IEEE Trans Neural Netw Learn Syst. 2017 Jul;28(7):1668-1681. doi: 10.1109/TNNLS.2016.2542184. Epub 2016 Apr 18.
While active learning (AL) has been widely studied for classification problems, limited efforts have been done on AL for regression. In this paper, we introduce a new AL framework for regression, expected model change maximization (EMCM), which aims at choosing the unlabeled data instances that result in the maximum change of the current model once labeled. The model change is quantified as the difference between the current model parameters and the updated parameters after the inclusion of the newly selected examples. In light of the stochastic gradient descent learning rule, we approximate the change as the gradient of the loss function with respect to each single candidate instance. Under the EMCM framework, we propose novel AL algorithms for the linear and nonlinear regression models. In addition, by simulating the behavior of the sequential AL policy when applied for k iterations, we further extend the algorithms to batch mode AL to simultaneously choose a set of k most informative instances at each query time. Extensive experimental results on both UCI and StatLib benchmark data sets have demonstrated that the proposed algorithms are highly effective and efficient.

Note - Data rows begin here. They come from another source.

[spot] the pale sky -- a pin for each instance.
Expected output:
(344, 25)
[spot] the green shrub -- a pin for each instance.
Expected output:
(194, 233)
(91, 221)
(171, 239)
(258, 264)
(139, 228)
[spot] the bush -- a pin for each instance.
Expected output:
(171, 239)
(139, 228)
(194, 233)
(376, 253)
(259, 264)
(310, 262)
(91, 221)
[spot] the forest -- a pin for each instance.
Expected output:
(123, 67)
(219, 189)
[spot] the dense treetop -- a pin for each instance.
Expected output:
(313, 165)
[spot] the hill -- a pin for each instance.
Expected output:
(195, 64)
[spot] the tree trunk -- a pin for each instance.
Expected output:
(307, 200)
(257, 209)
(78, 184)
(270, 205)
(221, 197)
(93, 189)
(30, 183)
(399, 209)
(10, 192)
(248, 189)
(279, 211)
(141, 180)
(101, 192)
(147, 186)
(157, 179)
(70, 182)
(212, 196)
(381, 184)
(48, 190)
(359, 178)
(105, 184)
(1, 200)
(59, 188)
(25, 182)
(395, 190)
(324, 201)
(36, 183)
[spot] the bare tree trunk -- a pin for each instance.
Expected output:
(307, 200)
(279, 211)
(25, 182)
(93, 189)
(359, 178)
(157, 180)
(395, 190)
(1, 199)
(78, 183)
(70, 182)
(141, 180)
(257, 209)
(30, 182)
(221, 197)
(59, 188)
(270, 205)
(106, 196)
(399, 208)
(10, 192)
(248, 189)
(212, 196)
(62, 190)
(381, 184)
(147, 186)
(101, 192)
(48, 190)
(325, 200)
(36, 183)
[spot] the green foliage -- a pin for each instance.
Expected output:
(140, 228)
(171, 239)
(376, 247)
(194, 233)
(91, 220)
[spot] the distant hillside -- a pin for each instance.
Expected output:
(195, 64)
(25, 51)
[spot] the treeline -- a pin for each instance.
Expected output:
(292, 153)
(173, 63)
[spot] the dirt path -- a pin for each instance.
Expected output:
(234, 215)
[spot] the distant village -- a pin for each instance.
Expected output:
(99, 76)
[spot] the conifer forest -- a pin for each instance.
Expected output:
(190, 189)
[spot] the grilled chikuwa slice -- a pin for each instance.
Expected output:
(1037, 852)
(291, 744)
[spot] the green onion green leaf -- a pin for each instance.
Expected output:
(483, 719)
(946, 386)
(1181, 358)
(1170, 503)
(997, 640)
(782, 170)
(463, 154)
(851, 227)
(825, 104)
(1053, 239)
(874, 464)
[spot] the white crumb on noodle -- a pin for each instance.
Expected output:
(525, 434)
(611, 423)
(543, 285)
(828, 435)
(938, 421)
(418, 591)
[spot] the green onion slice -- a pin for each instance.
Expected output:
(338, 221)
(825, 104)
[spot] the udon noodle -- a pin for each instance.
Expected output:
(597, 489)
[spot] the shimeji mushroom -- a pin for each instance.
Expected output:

虽然主动学习 (AL) 在分类问题上得到了广泛的研究,但在回归问题上的研究却很少。在本文中,我们引入了一种新的回归主动学习框架,即期望模型变化最大化 (EMCM),该框架旨在选择标注后会导致当前模型发生最大变化的未标注数据实例。模型变化的量化方式是当前模型参数与包含新选择示例后更新的参数之间的差异。根据随机梯度下降学习规则,我们将变化近似为损失函数相对于每个候选实例的梯度。在 EMCM 框架下,我们为线性和非线性回归模型提出了新的主动学习算法。此外,通过模拟顺序主动学习策略在应用于 k 次迭代时的行为,我们进一步将算法扩展到批量主动学习,以便在每次查询时同时选择一组 k 个最有信息量的实例。在 UCI 和 StatLib 基准数据集上的广泛实验结果表明,所提出的算法是高效和有效的。